Op grond van artikel 556 lid 1 en 557 Rechtsvordering (Rv) is dat overbodig. De vordering om de vrouw te machtigen om bij gebreke vrijwillige ontruiming door de man de kosten van de ontruiming op de man te verhalen, wordt ook afgewezen. Hoewel deze kosten ten laste van de man komen, als ze worden gemaakt, staat op dit moment nog niet vast of het tot een gedwongen ontruiming komt en zo ja, welke kosten daarvoor worden gemaakt.
ten aanzien van de machtiging nieuwe sloten5.8. De vordering om de vrouw te machtigen om nieuwe sloten op de woning te plaatsen, wordt afgewezen. De voorzieningenrechter is van oordeel dat de vrouw geen belang heeft bij deze vordering, omdat de man de sleutels uiterlijk 8 oktober 2023 zal moeten inleveren en tot die dag in de woning mag verblijven.

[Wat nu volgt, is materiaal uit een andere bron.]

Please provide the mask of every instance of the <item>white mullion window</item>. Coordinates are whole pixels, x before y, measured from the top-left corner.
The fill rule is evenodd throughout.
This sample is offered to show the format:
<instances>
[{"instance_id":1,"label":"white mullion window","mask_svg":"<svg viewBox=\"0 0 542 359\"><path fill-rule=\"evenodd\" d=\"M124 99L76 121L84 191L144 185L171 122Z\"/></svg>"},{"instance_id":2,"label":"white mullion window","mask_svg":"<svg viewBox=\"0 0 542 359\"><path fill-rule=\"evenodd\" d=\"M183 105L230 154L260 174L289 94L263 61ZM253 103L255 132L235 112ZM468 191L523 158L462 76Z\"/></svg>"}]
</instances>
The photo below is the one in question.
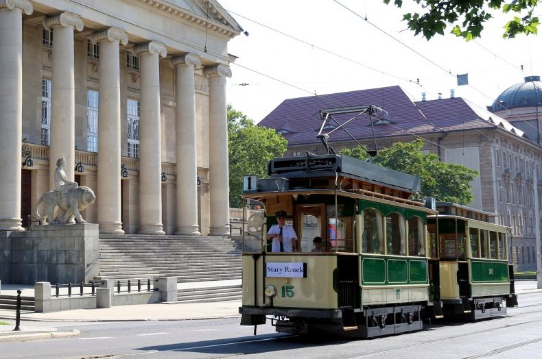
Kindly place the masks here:
<instances>
[{"instance_id":1,"label":"white mullion window","mask_svg":"<svg viewBox=\"0 0 542 359\"><path fill-rule=\"evenodd\" d=\"M128 99L127 110L128 157L139 158L139 101Z\"/></svg>"},{"instance_id":2,"label":"white mullion window","mask_svg":"<svg viewBox=\"0 0 542 359\"><path fill-rule=\"evenodd\" d=\"M86 149L98 151L98 92L88 90L86 92Z\"/></svg>"},{"instance_id":3,"label":"white mullion window","mask_svg":"<svg viewBox=\"0 0 542 359\"><path fill-rule=\"evenodd\" d=\"M49 146L51 140L51 80L41 80L41 144Z\"/></svg>"},{"instance_id":4,"label":"white mullion window","mask_svg":"<svg viewBox=\"0 0 542 359\"><path fill-rule=\"evenodd\" d=\"M139 71L139 56L130 50L126 51L126 66L128 69Z\"/></svg>"},{"instance_id":5,"label":"white mullion window","mask_svg":"<svg viewBox=\"0 0 542 359\"><path fill-rule=\"evenodd\" d=\"M99 45L93 43L90 39L86 40L86 55L95 60L99 60Z\"/></svg>"},{"instance_id":6,"label":"white mullion window","mask_svg":"<svg viewBox=\"0 0 542 359\"><path fill-rule=\"evenodd\" d=\"M41 42L45 46L53 46L53 28L47 29L43 28Z\"/></svg>"}]
</instances>

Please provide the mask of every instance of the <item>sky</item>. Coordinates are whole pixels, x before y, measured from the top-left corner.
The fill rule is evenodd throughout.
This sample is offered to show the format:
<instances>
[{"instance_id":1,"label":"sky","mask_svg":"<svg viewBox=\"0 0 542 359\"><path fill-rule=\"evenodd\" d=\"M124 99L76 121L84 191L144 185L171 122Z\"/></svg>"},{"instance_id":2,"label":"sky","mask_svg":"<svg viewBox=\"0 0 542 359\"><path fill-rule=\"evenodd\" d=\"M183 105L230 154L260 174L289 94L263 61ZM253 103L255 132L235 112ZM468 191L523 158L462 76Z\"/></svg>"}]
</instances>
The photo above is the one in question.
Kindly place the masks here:
<instances>
[{"instance_id":1,"label":"sky","mask_svg":"<svg viewBox=\"0 0 542 359\"><path fill-rule=\"evenodd\" d=\"M414 0L401 9L382 0L219 2L248 32L228 44L238 58L227 101L256 123L287 99L390 86L413 101L422 92L427 100L449 97L453 89L484 109L526 76L542 75L542 34L503 39L511 15L498 11L481 38L466 42L450 27L427 41L401 21L416 9ZM537 12L542 17L542 8ZM458 86L464 73L469 85Z\"/></svg>"}]
</instances>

Ten aanzien van de gebruiksvergoeding
5.9.
De vrouw vordert betaling van een gebruiksvergoeding vanaf 1 december 2022 van
€ 272,41 per maand. De voorzieningenrechter wijst dit deel van de vordering af, omdat het enerzijds niet overeenkomt met punt 7 van de inleidende dagvaarding en anderzijds omdat de man niet én de (woon)kosten hoeft te betalen én een gebruikersvergoeding.

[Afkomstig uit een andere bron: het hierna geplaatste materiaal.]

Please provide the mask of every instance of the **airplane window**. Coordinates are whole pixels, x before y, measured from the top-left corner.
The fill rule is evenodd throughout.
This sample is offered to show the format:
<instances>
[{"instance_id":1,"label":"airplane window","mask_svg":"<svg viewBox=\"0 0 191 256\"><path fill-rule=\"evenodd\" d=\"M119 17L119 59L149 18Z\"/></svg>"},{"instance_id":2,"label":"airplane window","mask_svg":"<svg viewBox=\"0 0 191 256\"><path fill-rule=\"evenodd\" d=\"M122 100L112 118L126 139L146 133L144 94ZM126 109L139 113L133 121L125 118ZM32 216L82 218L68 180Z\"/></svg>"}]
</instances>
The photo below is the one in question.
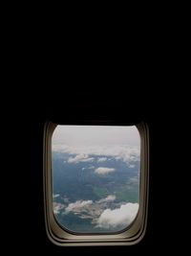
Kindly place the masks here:
<instances>
[{"instance_id":1,"label":"airplane window","mask_svg":"<svg viewBox=\"0 0 191 256\"><path fill-rule=\"evenodd\" d=\"M127 228L138 211L139 157L135 126L57 126L52 139L57 222L79 233Z\"/></svg>"},{"instance_id":2,"label":"airplane window","mask_svg":"<svg viewBox=\"0 0 191 256\"><path fill-rule=\"evenodd\" d=\"M124 245L146 230L147 125L59 125L44 130L46 230L57 245Z\"/></svg>"}]
</instances>

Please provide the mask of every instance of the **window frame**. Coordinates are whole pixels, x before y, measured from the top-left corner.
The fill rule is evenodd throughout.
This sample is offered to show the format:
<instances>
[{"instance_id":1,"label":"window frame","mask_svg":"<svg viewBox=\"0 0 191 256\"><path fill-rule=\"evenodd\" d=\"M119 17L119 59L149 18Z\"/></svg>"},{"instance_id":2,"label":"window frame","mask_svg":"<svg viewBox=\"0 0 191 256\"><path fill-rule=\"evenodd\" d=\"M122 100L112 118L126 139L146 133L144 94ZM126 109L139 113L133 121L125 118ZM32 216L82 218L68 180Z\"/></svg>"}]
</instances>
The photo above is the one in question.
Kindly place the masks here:
<instances>
[{"instance_id":1,"label":"window frame","mask_svg":"<svg viewBox=\"0 0 191 256\"><path fill-rule=\"evenodd\" d=\"M71 233L63 229L55 221L53 210L52 184L52 136L59 124L46 122L43 140L43 183L45 225L49 239L57 245L131 245L138 244L144 236L147 224L148 191L149 191L149 130L145 123L135 124L140 135L140 179L139 207L136 220L128 229L111 234ZM63 124L61 124L63 125ZM69 125L69 124L64 124ZM84 124L76 124L77 126ZM87 125L100 125L94 122ZM110 126L109 122L101 125ZM120 124L115 124L120 126ZM128 125L126 125L128 127Z\"/></svg>"}]
</instances>

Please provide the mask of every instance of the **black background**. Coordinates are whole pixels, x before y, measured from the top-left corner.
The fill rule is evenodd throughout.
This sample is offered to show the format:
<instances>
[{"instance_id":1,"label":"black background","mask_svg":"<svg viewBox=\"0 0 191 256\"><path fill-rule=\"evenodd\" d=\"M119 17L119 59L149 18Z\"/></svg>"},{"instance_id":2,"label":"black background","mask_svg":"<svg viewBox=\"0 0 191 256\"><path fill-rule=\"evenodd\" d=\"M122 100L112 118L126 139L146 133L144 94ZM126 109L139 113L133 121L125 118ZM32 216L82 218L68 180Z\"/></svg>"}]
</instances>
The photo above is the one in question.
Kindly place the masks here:
<instances>
[{"instance_id":1,"label":"black background","mask_svg":"<svg viewBox=\"0 0 191 256\"><path fill-rule=\"evenodd\" d=\"M117 26L115 33L114 26L110 31L102 28L101 34L94 29L88 40L84 35L92 28L81 32L84 27L77 24L74 27L78 34L70 30L67 35L52 23L35 28L29 24L20 30L25 19L7 30L11 36L6 37L7 71L1 89L1 232L6 253L187 252L190 93L183 59L187 53L180 43L183 32L179 22L160 26L159 19L151 26L152 21L148 20L150 28L139 22L136 30ZM45 230L44 124L108 119L149 126L146 234L132 246L56 246Z\"/></svg>"},{"instance_id":2,"label":"black background","mask_svg":"<svg viewBox=\"0 0 191 256\"><path fill-rule=\"evenodd\" d=\"M2 179L5 199L6 250L20 253L165 253L167 249L186 248L185 227L188 200L185 181L185 103L180 94L169 93L153 83L123 86L110 80L86 87L63 82L49 83L43 90L26 88L25 96L15 98L5 115L8 147ZM78 82L79 83L79 82ZM48 84L48 83L47 83ZM40 84L39 84L40 86ZM167 85L166 85L167 86ZM165 86L164 86L165 87ZM32 88L32 87L31 87ZM112 91L113 90L113 91ZM28 91L28 92L27 92ZM111 91L113 93L111 93ZM39 93L38 93L39 92ZM177 91L176 91L177 93ZM26 96L27 95L27 96ZM178 96L178 97L177 97ZM20 101L20 102L19 102ZM186 110L186 111L185 111ZM80 124L84 120L114 120L119 123L146 122L150 131L150 183L148 224L143 240L132 246L59 247L53 244L45 230L43 205L43 128L46 121ZM7 138L11 143L7 144ZM5 184L3 184L5 182ZM6 224L9 223L9 224Z\"/></svg>"}]
</instances>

Uitvoerbaar op de minuut en op alle dagen en uren5.10. Dit vonnis wordt uitvoerbaar bij voorraad verklaard, omdat de man daartegen geen verweer heeft gevoerd. Het deel van de vordering ‘op de minuut en op alle dagen en uren’, wordt afgewezen. Het vonnis is op de grond van de wet uitvoerbaar op de grosse. Daarnaast heeft de vrouw niet onderbouwd welk belang zij er bij heeft dat het vonnis uitvoerbaar op de minuut en op alle dagen en uren wordt verklaard.
Proces- en nakosten
5.11.
De voorzieningenrechter zal, gelet op de relatie tussen partijen, de proceskosten tussen partijen compenseren. Dat betekent dat partijen allebei hun eigen proceskosten moeten betalen. Dit is gebruikelijk in procedures van familierechtelijke aard en de voorzieningenrechter ziet geen aanleiding van dit uitgangspunt af te wijken.

6.De beslissing

De voorzieningenrechter:
6.1.
machtigt de vrouw om na betekening van dit vonnis, zonder medewerking van de man, over te gaan tot verkoop en levering van de woning aan [adres] , waarbij de vrouw zelf een makelaar en notaris mag uitzoeken en waarbij de woning wordt verkocht tegen een door de makelaar te bepalen reële marktconforme prijs. Onder verkoop wordt mede verstaan het aanstellen van een makelaar, het realiseren van bezichtigingen en het tekenen van het koopcontract en de akte van levering;
6.2.
veroordeelt de man om uiterlijk 8 oktober 2023 de woning aan [adres] te ontruimen en te verlaten met al het zijne, onder afgifte van de sleutels aan de vrouw dan wel aan een door de vrouw aan te wijzen makelaar, dit op straffe van een dwangsom van € 500,00 per dag of een gedeelte daarvan dat de man de woning niet met de zijne heeft verlaten, tot een maximum van € 25.000,00;
6.3.
verklaart dit vonnis tot zover uitvoerbaar bij voorraad;
6.4.
wijst het meer of anders gevorderde af.
6.5.
compenseert de proceskosten tussen partijen, in die zin dat iedere partij haar eigen kosten draagt;
Dit vonnis is gewezen door mr. K.J. Haarhuis en in het openbaar uitgesproken op
16 juni 2023 in tegenwoordigheid van de griffier.